We just learned about complex numbers in my math class and I have a question. Why does the degree of a polynomial equal the amount of zeros it has?
The degree of $f(x) = x^3 – x^2 + x – 1$ is $3$, but there is only $1$ real zero, $x=1$.
There are 3 complex zeros, $x=1$,$i$,$-i$, which equals the degree number. I just don't understand why there isn't a case where a fifth-degree polynomial has the zeros $x=1$,$i$,$-i$ but none other. Why should it have to have five zeros?
I asked my teacher and she said, "polynomials are closed under the complex numbers," but I don't know what that means. ._.
Best Answer
Hint: $\alpha$ is a root of $f(x)$ if and only if $(x-\alpha)$ divides $f(x)$.

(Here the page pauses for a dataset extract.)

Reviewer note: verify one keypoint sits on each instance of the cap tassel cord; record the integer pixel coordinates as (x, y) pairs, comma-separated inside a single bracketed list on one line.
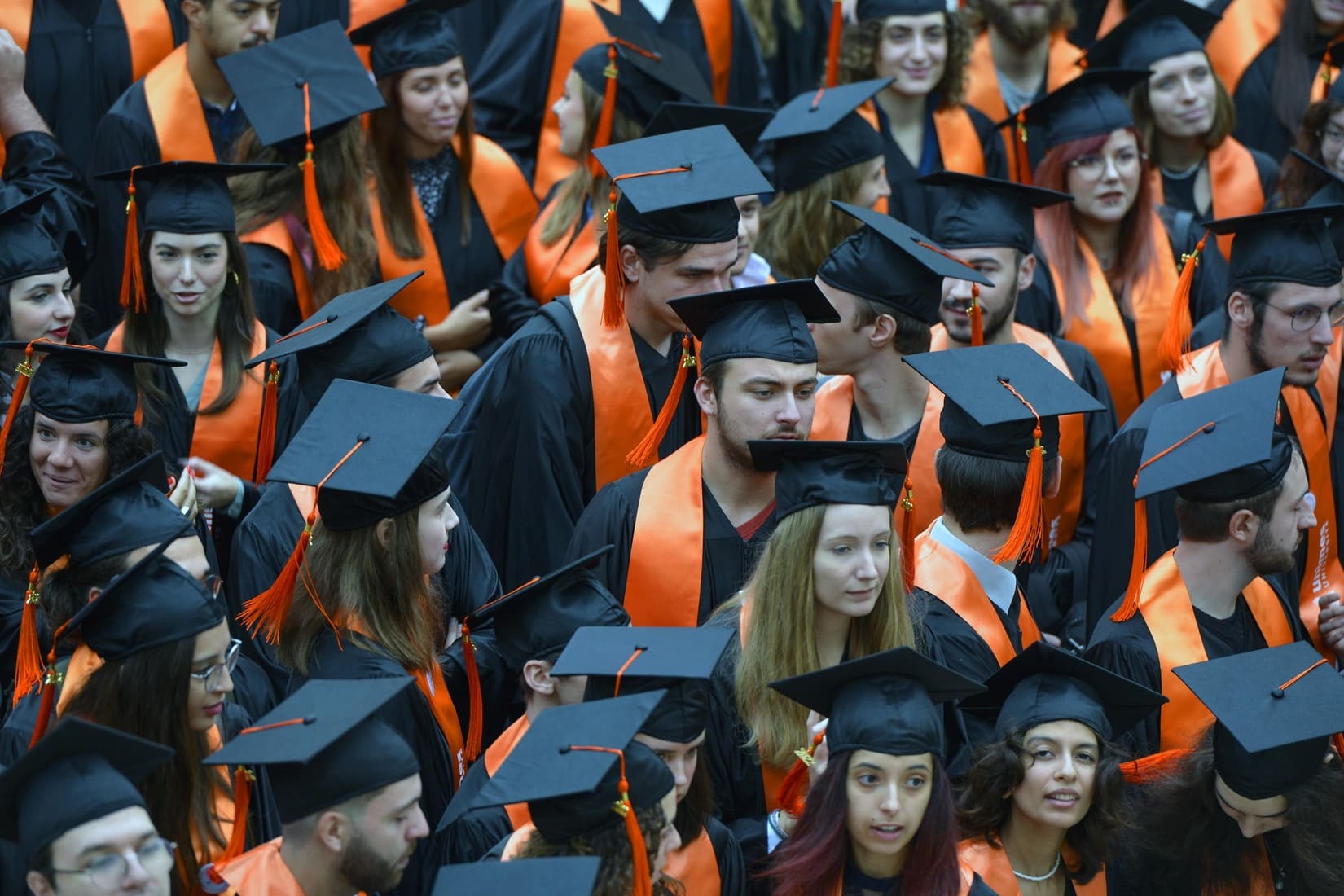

The complex numbers $\mathbb{C}$ are algebraically closed (which is what your teacher probably meant).
This mean that a polynomial $p(x)$ of degree $n$with coefficients in $\mathbb{C}$ always "factors completely" as \begin{equation} p(x)=a(x-\alpha_{1})\dots(x-\alpha_{n}), \end{equation} where $a,\:\alpha_{1},\dots,\:\alpha_{n}\in\mathbb{C}$ and the roots of course can be repeated.